Et après l'avoir tellement apprécié, j'ai finalement décidé de mordre la balle, de manger l'éléphant et d'aller pour The Big One - participer à un marathon.

Je pensais que je ne ferais jamais qu'un seul marathon, alors je voulais le rendre un peu spécial. J'ai opté pour la belle île de Jersey, dont le marathon annuel a lieu début octobre. Les brises de mer devraient aider à maintenir la température au plus bas.

Une course d'entraînement de 14 milles sur un chemin vallonné dans le comté de Durham, par une journée de printemps très chaude, s'est avérée plus une épreuve que je ne l'aurais voulu. Je n’ai vraiment pas apprécié. «C’est censé être un passe-temps, c’est censé être amusant.»

Pourquoi ne pas courir à nouveau comme Jeff Galloway l'a conseillé? Cela a fonctionné pour la Great North Run…

Cela s'est avéré fonctionner à nouveau alors que je me dirigeais vers des courses de plus en plus longues, en utilisant séparateurs d'orteils pour arrêter les oignons entrants dans leur élan, en terminant deux 20 milles à l'approche de l'événement principal…
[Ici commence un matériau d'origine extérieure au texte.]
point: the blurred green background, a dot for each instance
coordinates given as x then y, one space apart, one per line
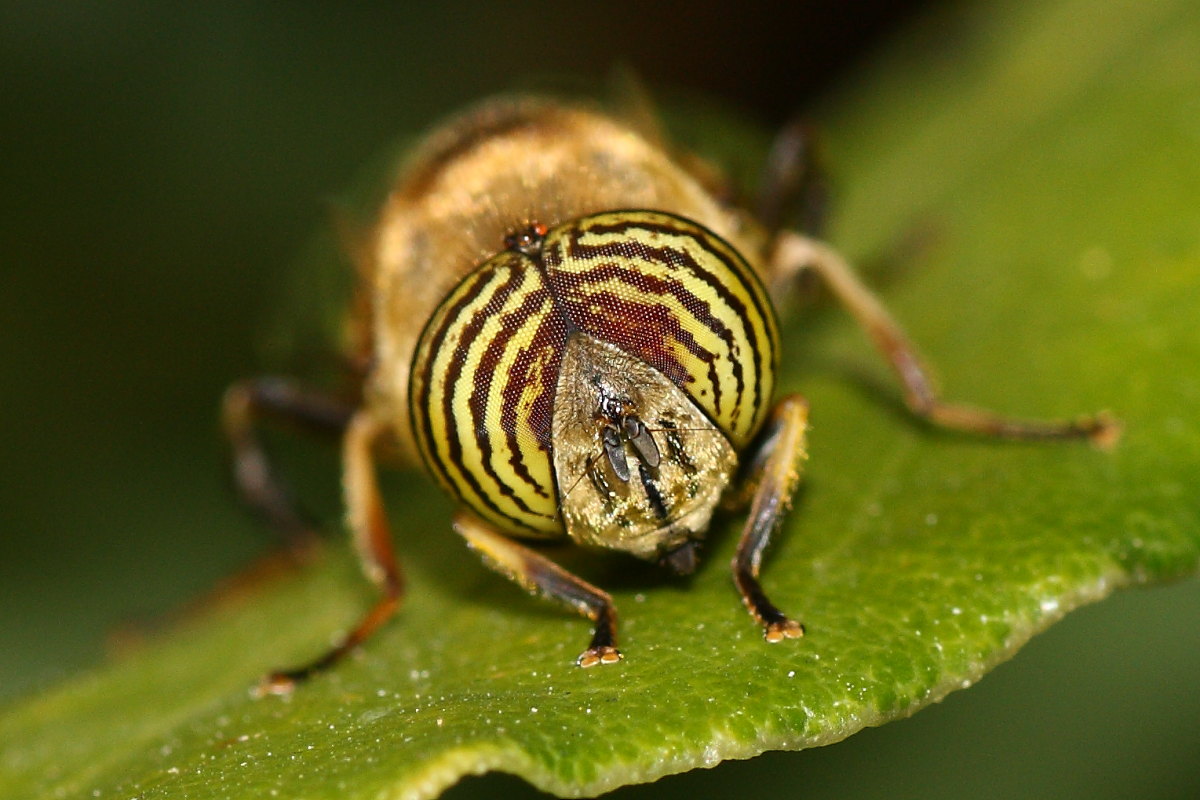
163 164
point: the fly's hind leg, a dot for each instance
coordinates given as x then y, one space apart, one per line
372 540
773 471
245 404
793 253
539 575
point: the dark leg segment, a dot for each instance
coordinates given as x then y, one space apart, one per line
539 575
795 253
775 475
245 404
792 192
372 539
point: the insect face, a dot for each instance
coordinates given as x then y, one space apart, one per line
597 382
640 467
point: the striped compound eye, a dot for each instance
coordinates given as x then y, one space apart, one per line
598 378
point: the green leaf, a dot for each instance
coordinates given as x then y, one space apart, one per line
1049 168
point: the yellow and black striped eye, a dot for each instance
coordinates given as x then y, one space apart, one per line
659 288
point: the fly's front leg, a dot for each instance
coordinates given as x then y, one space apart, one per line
795 252
773 475
793 192
245 404
372 540
539 575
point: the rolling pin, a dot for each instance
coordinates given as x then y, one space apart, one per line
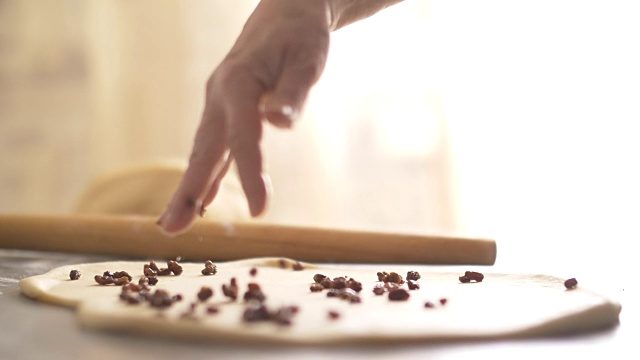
139 237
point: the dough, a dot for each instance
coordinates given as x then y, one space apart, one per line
501 306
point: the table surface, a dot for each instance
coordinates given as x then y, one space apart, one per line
30 330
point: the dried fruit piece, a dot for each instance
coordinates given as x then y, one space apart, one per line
205 293
231 291
254 293
74 275
413 275
174 267
379 290
333 315
209 268
413 285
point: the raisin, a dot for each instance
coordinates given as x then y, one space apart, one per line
354 285
326 283
339 283
209 268
74 275
103 280
153 266
148 271
231 291
174 267
164 272
413 275
413 285
205 293
254 293
398 295
474 276
395 278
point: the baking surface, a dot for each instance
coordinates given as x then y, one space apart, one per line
501 306
30 330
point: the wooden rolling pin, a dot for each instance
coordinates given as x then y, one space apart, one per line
139 237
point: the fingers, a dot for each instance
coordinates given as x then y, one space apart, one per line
215 186
301 69
244 131
207 160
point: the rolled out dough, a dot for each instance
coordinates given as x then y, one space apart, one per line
502 306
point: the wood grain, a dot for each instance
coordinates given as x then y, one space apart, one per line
139 237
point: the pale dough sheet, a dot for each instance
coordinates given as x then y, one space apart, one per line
502 306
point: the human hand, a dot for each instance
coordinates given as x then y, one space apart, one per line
267 75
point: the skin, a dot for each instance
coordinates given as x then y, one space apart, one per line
266 77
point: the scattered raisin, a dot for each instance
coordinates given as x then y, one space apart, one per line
474 276
148 271
327 283
571 283
254 293
205 293
378 290
164 272
153 266
413 285
398 295
231 291
209 268
103 280
333 315
121 280
339 283
354 285
413 275
160 299
174 267
74 275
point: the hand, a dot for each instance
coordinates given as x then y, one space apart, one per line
267 75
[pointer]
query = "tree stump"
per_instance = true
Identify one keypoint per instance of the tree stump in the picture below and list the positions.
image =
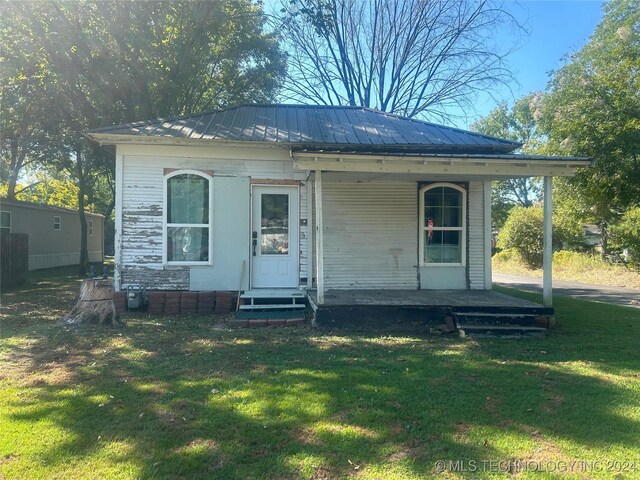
(95, 305)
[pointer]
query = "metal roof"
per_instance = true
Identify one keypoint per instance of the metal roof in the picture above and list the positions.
(307, 126)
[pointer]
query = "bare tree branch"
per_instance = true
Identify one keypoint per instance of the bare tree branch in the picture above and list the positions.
(411, 57)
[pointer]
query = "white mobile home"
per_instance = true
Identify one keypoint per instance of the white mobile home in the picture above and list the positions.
(54, 232)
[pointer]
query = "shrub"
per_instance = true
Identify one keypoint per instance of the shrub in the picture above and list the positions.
(523, 231)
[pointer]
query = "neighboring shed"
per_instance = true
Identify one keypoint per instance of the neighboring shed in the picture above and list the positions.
(54, 232)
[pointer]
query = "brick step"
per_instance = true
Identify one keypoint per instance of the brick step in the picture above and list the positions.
(275, 306)
(479, 331)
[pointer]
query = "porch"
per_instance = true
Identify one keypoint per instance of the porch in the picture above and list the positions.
(472, 311)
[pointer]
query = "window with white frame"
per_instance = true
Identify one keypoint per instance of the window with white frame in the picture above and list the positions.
(187, 232)
(442, 224)
(5, 221)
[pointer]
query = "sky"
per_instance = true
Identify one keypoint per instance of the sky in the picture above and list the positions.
(556, 29)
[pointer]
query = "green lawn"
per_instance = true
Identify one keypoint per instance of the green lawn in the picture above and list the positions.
(176, 398)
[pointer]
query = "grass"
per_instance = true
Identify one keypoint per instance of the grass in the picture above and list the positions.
(573, 267)
(176, 397)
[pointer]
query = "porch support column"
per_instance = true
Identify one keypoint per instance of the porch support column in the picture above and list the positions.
(319, 237)
(310, 235)
(547, 280)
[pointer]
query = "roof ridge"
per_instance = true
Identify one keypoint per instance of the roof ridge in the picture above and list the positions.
(439, 125)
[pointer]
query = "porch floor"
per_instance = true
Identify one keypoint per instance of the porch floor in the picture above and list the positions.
(410, 309)
(416, 298)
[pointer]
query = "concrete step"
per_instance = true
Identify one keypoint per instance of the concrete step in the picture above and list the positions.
(274, 306)
(274, 293)
(505, 319)
(271, 314)
(479, 331)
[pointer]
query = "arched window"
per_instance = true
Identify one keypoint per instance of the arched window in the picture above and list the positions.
(442, 224)
(187, 213)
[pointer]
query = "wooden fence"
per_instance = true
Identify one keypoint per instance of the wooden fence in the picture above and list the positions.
(14, 258)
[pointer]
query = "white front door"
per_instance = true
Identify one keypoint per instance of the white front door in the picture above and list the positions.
(274, 241)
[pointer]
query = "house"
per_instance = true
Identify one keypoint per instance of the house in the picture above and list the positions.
(327, 199)
(54, 232)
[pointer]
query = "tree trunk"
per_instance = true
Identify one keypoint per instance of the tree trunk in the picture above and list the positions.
(95, 305)
(84, 250)
(604, 241)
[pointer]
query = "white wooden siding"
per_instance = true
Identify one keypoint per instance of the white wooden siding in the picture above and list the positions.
(142, 216)
(370, 234)
(476, 237)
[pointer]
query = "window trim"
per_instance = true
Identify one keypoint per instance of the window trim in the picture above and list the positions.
(165, 211)
(10, 220)
(463, 228)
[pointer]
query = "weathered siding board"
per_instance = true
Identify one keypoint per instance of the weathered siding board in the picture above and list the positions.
(476, 235)
(154, 278)
(370, 233)
(304, 230)
(142, 216)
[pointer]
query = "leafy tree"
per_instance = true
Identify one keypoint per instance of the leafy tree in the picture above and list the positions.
(524, 232)
(100, 63)
(517, 123)
(626, 234)
(411, 57)
(593, 109)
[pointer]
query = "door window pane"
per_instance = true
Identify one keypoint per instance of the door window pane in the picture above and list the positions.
(442, 225)
(443, 247)
(274, 224)
(188, 244)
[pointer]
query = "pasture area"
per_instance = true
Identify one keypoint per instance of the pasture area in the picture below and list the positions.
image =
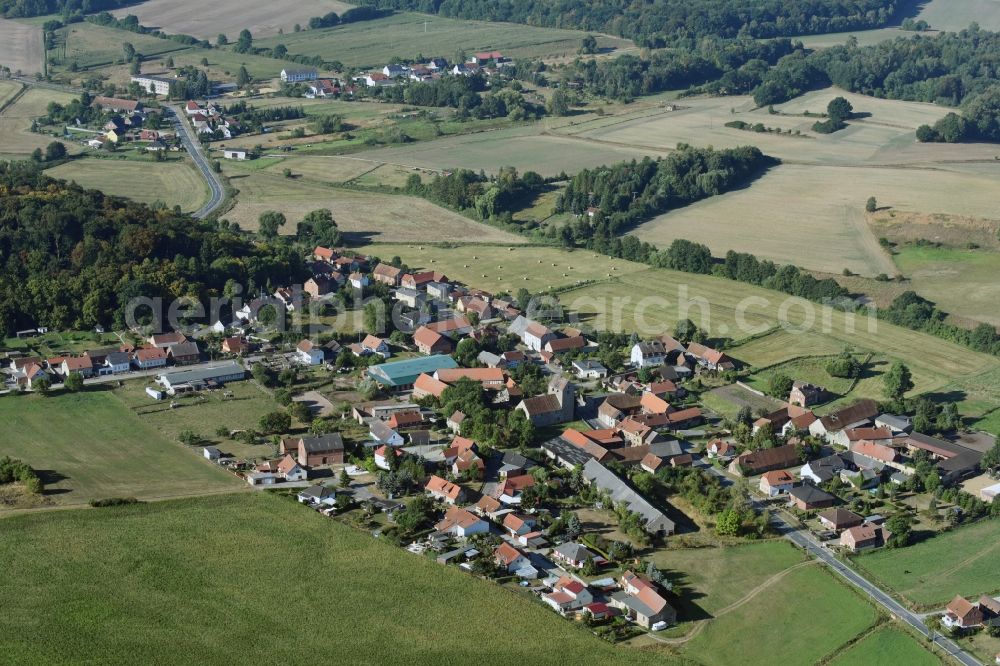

Et, à mon grand plaisir, cela a fonctionné le jour du marathon.

Je n'ai jamais heurté le mur, je n'ai eu besoin que de deux pauses de marche de plus que mes normales (une pour une colline, l'autre pour une légère nausée au kilomètre 17), et malgré une douleur pure dans mes hanches et mes cuisses au cours des derniers kilomètres, J'ai franchi la ligne d'arrivée à Saint-Hélier en bafouillant de joie: «J'ai fait un marathon! J'ai fait un marathon! »

Michelle a gagné son pari!

Et ayant trouvé que la marche à pied fonctionne vraiment pour moi, Jersey ne sera pas mon seul marathon! L'année prochaine je pilonnerai les rues de Londres le 22 avril pour collecter des fonds pour Ambulance Saint-Jean - et si vous achetez Maillot Jeffing vous soutiendrez cet incroyable organisme de bienfaisance et aiderez à sauver des vies!